Morphine inhibits the TRPM2 signaling pathways in microglia cells, reducing the increases in oxidative stress, cytokines, and cell death caused by lipopolysaccharide.

Background: Microglia are brain resident cells that control neural network maintenance, damage healing, and brain development. Microglia undergo apoptosis, cytokine production, and reactive free radicals of oxygen (ROS) in response to lipopolysaccharide (LPS) stimulation. TRPM2 is activated by LPS-induced oxidative stress, but it is inhibited by carvacrol (CARV) and N-(p-amylcinnamoyl)anthranilic acid (ACA). Morphine (MRP), an opioid ligand, has the potential to be both an anesthetic and an antioxidant.

Objective: We investigated how MRP changed the TRPM2 signaling pathways to protect murine BV-2 microglia cells from LPS-induced ROS, cytokine production, and death.

Materials and methods: We generated five primary groups in the cultured BV-2 cells: Control, MRP (50 μM for 24h), LPS (1 μg/ml for 24h), LPS + MRP, and LPS + TRPM2 blockers (ACA or CARV).

Results: The incubation of LPS increased the amounts of apoptosis, cell death (propidium iodide positive cell number), oxidants (ROS and lipid peroxidation), mitochondrial dysfunction, apoptotic markers (caspase -3, -8, and -9), cytokines (TNF-α, IL-1β, and IL-6), death cell waste (debris), cytosolic free Ca²⁺, Zn²⁺, and ADP-ribose-induced TRPM2 current densities, while the treatments of MRP and TRPM2 blockers reduced their amounts.
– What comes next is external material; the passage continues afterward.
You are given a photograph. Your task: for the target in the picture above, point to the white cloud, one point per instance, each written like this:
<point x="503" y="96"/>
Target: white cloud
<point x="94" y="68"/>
The LPS-induced reductions in BV-2 viability percentage, BV-2 number, glutathione peroxidase activity, and glutathione levels were increased by the treatments.

Conclusions: MRP reduced the levels of LPS-induced oxidative stress, inflammatory cytokines, and apoptosis via inhibiting TRPM2 in the BV-2 cells. One possible treatment option for oxidative microglia damage and neurological disorders induced by LPS could be the MRP.